Don't forget to check the NEW YORK TIMES and BROOKLYN EAGLE databases for the similar and earlier "Ten Pin Alley."
The WORLD is available locally at the NYPL, at NYU Bobst ("One of the world's better libraries"), and at Columbia's Butler Library.
3 May 1903, THE WORLD (NY), pg. 4M (Metropolitan section on Sunday):
_A Visit to "Tin Pan Alley," Where the Popular Songs Come From._
_"Tin Pan Alley?"--It's Twenty-eighth Street Between Broadway_
_and Sixth Avenue, the Centre of the Song Publishing Busi-_
_ness in This Country, and it Gets Its Name from the Jangling of_
_Pianos That Are Banged and Rattled There Day and Night as_
_New Songs Are Being "Tried On."_
_Every Day You'll See Noted People in the Musical Comedy World_
_Hunting in the "Alley_ for Songs That Will Add to Their_
_Fame--Paula Edwardes, Marie Cahill, Blanche Ring, Dan_
_Daly, Marie Dressler and Lew Dockstader Active in the_
_Hunt._
STRANGE are the ways of Tin Pan Alley. Great is the influence of Tin Pan Alley upon our country's songs. For here they are conceived, originated, brought forth and spread broadcast.
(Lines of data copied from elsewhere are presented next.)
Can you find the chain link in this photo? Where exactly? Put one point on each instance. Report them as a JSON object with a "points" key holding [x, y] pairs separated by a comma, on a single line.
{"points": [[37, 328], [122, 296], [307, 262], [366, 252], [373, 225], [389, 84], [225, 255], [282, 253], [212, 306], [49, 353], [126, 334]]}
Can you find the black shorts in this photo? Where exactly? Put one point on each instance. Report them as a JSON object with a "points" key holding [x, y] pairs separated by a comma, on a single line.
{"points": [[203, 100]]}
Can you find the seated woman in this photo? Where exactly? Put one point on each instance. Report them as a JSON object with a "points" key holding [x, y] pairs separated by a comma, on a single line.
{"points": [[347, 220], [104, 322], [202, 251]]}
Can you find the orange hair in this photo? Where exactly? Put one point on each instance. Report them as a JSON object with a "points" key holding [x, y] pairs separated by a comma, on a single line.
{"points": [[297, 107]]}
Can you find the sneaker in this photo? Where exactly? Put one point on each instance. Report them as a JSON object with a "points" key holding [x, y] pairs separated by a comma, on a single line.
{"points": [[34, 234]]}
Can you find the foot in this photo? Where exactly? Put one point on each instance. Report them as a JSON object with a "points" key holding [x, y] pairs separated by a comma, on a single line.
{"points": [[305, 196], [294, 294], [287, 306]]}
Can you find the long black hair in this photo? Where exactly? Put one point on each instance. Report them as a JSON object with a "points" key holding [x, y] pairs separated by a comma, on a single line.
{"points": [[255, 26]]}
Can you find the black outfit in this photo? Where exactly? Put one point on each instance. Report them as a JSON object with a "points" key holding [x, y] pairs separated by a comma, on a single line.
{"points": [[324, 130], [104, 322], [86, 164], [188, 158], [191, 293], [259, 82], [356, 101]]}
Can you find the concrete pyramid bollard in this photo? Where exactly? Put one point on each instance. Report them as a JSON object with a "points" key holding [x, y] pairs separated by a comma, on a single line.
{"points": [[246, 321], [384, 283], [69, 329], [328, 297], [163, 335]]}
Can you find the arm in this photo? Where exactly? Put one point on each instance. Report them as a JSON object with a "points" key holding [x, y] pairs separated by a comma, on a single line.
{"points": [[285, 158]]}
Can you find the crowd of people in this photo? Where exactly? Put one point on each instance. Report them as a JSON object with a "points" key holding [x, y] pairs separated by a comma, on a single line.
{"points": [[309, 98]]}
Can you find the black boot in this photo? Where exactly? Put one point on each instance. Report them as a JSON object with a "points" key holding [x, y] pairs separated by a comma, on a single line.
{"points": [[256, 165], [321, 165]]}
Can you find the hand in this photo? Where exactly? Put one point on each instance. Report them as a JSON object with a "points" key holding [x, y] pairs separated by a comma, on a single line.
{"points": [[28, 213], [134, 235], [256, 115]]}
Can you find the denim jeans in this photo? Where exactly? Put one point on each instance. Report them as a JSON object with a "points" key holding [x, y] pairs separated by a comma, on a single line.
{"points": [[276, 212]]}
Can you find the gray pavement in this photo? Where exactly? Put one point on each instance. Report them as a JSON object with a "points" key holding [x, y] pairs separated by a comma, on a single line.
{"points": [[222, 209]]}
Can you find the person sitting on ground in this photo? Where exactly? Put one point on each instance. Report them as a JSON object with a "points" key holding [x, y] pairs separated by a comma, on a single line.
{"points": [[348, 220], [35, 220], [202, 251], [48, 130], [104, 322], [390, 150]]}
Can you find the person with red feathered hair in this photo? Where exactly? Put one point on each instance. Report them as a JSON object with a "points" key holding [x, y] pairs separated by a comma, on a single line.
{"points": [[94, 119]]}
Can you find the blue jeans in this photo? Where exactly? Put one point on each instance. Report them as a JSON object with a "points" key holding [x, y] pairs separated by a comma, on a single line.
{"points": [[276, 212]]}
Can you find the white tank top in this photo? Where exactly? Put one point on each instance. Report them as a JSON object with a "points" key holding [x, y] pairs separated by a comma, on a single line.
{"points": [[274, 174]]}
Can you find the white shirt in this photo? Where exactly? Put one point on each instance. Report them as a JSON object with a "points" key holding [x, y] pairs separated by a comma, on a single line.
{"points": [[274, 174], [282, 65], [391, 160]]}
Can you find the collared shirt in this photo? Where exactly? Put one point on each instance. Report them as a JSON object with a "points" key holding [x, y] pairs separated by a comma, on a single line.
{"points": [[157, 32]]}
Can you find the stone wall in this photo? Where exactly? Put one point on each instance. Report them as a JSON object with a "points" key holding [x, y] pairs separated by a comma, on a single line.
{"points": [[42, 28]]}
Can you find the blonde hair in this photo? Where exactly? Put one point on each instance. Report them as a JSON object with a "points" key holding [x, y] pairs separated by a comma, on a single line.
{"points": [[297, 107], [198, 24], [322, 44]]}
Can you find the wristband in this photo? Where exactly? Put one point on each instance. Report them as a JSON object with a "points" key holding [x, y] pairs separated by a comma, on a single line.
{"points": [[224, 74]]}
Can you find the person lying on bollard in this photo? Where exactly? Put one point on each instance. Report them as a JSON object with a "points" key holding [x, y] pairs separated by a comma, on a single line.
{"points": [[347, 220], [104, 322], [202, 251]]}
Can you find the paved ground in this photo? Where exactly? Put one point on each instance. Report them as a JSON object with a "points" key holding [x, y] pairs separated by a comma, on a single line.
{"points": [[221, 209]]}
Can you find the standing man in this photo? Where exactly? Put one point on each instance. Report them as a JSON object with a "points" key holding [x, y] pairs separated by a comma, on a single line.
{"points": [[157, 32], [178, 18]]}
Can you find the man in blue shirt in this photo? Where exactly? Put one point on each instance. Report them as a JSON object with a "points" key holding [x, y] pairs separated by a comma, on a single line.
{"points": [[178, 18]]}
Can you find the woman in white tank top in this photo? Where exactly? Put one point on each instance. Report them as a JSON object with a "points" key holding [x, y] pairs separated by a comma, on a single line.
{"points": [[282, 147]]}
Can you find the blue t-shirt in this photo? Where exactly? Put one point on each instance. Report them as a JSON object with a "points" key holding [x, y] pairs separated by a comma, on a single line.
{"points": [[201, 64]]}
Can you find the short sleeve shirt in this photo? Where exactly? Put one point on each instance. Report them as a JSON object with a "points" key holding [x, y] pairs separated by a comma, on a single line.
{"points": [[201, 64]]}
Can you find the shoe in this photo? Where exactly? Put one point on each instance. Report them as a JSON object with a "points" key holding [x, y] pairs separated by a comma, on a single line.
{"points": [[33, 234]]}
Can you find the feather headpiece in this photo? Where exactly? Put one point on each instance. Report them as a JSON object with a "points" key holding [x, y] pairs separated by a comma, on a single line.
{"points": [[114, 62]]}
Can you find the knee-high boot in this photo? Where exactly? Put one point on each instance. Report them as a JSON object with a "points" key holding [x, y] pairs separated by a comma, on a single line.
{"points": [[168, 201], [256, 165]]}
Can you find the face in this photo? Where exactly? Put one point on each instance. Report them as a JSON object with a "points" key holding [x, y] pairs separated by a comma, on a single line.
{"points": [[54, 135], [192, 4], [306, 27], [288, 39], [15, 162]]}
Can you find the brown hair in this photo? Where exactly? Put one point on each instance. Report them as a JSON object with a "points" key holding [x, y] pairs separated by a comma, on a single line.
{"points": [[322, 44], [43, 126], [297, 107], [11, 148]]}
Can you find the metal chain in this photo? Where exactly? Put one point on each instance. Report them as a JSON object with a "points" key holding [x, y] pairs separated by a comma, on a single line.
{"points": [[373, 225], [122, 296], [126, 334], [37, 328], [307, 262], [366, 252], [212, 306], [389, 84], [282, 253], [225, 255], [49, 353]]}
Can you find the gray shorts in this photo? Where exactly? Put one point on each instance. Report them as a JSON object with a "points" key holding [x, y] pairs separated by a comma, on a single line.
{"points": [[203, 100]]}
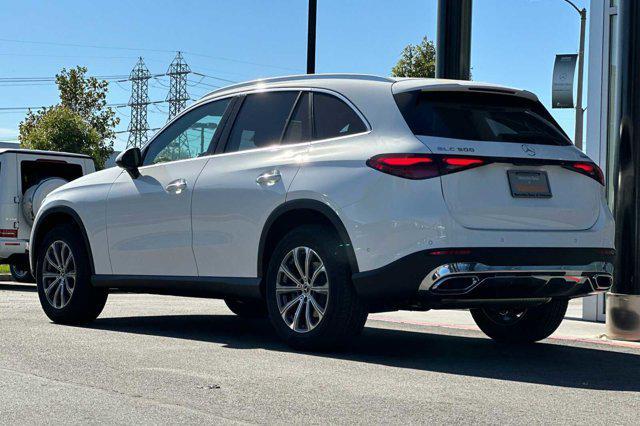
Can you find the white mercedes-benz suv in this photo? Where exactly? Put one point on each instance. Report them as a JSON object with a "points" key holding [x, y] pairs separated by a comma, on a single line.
{"points": [[317, 199]]}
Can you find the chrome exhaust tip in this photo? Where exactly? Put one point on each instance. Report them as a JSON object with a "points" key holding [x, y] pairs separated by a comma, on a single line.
{"points": [[455, 284]]}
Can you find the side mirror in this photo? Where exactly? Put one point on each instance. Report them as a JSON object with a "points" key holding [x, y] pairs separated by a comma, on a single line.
{"points": [[130, 160]]}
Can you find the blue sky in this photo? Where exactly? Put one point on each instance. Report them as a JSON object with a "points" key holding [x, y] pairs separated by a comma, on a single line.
{"points": [[514, 43]]}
Tin Pan Alley is that part of Twenty-eighth street that lies between Broadway and Sixth avenue. Here centre the song-publishing houses of New York.
It gets its name from the tin-panny sounds of pianos that are banged and rattled there by night and day as new songs and old are played over and over into the ears of singing comedians, comic-opera prima dinnas and single soubrettes and "sister teams" from vaudeville.
Now, "Tin Pan Alley" is considered a term of reproach by the Tin Pan Alleyites. They prefer to designate it as "Melody Lane." But that is a poetic fancy that those who go down that way to hear the "new, big, screaming hits" do not indulge in.
Tin Pan Alley contains all the music publishing houses of note save four--Joseph W. Stern & Co., in East Twenty-first street; Whitmark & Sons, on Twenty-ninth street, off Broadway; Howley, Haviland & Dresser, on Broadway at Thirty-first street, and Sol Bloom, in the New Zealand Building, a little higher up. These act as outposts for Tin Pan Alley. (...)
(I'd check my HISTORICAL DICTIONARY OF AMERICAN SLANG, but it stops at "O." Safire reports that the next volume stops at "S"? Maybe one day... --ed.)